Subindo o Monte Errado


Eu conheço um garoto brilhante que concluiu sua graduação há um ano e agora trabalha para um grande banco de investimento. Ele deciciu que odeia Wall Street e que quer trabalhar para uma startup de tecnlogia (ótimo!). Recentemente, ele notificou seus chefes, os quais responderam dando um show de persuasão para convencê-lo a ficar. Se ele permanecer no banco, dizem os chefes, ele terá um aumento de salário e maior responsabilidade. Juntando-se à indústria de tecnologia, ele estaria começando do zero. Ele agora pensa em continuar no banco, em detrimento de sua declaração convincente de que não tem nenhuma ambição a longo prazo na área de finanças.

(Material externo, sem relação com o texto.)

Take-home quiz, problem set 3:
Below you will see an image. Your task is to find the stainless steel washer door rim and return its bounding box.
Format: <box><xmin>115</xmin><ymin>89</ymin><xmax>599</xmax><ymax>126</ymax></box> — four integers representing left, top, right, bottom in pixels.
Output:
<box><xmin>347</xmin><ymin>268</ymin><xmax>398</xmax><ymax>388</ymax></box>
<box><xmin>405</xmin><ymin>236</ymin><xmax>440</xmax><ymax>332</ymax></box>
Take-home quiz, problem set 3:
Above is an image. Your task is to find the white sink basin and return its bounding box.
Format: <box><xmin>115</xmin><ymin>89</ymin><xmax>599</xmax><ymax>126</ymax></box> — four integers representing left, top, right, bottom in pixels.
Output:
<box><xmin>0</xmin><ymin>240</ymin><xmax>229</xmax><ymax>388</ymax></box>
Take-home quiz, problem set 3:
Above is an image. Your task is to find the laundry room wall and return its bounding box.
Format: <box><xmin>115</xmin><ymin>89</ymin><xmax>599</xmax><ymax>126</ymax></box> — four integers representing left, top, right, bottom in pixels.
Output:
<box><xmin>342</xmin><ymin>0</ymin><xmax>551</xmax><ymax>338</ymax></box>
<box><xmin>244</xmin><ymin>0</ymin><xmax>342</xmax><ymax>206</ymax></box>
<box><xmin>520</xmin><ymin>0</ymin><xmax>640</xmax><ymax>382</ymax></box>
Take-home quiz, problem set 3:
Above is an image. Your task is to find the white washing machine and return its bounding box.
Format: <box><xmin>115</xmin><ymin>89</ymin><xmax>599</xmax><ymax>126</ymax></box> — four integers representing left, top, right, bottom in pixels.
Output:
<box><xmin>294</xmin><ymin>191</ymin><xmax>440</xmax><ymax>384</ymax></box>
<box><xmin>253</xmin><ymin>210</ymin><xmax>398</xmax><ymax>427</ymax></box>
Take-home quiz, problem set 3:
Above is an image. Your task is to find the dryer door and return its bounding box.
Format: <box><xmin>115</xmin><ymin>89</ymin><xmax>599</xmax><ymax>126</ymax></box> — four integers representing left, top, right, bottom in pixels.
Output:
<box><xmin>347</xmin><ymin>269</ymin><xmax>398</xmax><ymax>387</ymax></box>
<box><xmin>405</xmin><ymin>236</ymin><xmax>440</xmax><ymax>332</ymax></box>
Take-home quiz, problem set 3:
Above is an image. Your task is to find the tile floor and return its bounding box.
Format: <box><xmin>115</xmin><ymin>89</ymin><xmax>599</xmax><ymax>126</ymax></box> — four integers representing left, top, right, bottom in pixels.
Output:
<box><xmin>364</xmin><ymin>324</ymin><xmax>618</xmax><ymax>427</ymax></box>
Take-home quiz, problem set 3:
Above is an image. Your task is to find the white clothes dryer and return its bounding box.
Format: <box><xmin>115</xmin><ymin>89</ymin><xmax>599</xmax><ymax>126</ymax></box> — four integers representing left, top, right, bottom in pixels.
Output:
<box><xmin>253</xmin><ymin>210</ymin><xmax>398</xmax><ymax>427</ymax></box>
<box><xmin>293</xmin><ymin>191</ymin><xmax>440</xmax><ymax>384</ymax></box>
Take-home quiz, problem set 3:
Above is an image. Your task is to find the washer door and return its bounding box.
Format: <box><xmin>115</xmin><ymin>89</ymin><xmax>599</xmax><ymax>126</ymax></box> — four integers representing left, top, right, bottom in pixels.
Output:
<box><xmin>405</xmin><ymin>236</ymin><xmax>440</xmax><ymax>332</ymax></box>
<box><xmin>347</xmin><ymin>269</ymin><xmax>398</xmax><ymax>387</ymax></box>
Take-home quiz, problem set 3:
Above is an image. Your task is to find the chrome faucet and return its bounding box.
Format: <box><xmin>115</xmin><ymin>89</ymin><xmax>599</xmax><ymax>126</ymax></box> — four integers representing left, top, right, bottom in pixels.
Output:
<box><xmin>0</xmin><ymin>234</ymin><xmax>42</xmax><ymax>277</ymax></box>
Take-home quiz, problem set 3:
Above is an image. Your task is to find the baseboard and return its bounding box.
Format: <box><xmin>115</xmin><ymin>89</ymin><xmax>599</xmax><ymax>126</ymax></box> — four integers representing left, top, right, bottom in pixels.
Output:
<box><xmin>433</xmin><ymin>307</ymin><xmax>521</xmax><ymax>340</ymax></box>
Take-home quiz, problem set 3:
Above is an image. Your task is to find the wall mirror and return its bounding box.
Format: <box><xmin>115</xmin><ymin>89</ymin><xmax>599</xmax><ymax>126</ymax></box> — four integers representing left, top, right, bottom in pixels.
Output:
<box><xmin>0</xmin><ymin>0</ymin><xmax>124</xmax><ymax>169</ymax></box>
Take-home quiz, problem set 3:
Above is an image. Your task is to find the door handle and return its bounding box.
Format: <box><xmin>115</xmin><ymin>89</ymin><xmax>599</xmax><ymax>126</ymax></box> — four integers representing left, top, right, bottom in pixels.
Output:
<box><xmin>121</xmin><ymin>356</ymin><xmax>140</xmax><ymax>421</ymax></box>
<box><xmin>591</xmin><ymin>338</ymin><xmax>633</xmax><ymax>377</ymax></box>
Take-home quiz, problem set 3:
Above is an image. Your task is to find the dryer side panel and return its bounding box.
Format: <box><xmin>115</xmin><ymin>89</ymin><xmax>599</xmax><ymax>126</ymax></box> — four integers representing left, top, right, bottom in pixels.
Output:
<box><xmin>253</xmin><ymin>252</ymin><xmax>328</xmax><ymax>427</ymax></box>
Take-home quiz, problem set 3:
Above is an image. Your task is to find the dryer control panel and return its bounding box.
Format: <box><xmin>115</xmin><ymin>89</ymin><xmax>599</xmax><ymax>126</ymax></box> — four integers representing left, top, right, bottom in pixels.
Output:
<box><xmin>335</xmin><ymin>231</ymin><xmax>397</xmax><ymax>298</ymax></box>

Ao longo dos anos, eu tenho lidado com muitos empregados bastante prospectivos em situações semelhantes. Quando eu lhes faço uma pergunta muito óbvia: “O que você quer estar fazendo daqui a 10 anos?” A resposta é, invariavelmente, “fundando ou trabalhando em uma startup de tecnologia”—ainda assim, muitos deles decidem continuar seguindo seus atuais caminhos em vez de unirem-se a uma startup. Então, alguns anos mais tarde, eles finalmente deixam seus empregos, mas somente depois de terem passado anos em uma indústria da qual eles não gostavam, e que não os levaram de fato na direção de suas ambições de longo prazo.

Como é possível pessoas inteligentes e ambiciosas continuarem trabalhando em uma área em que eles não têm nenhum interesse a longo prazo? Eu acho que uma boa analogia para o erro que eles estão cometendo pode ser encontrada na Ciência da Computação.

Um problema clássico em Ciência da Computação é o hill climbing (em tradução livre, “subida do monte”). Imagine que você é lançado em um ponto aleatório de um terreno montanhoso, onde você pode enxergar apenas poucos metros em cada direção devido à névoa. O objetivo é conseguir chegar ao monte mais alto.

Considere o algoritmo mais simples. Em qualquer dos instantes dados, dê um passo na direção que o leve a um ponto mais alto. O risco deste método é que, se acontecer de você começar perto do menor monte, você vai acabar no topo desse monte mais baixo e não no topo do mais alto.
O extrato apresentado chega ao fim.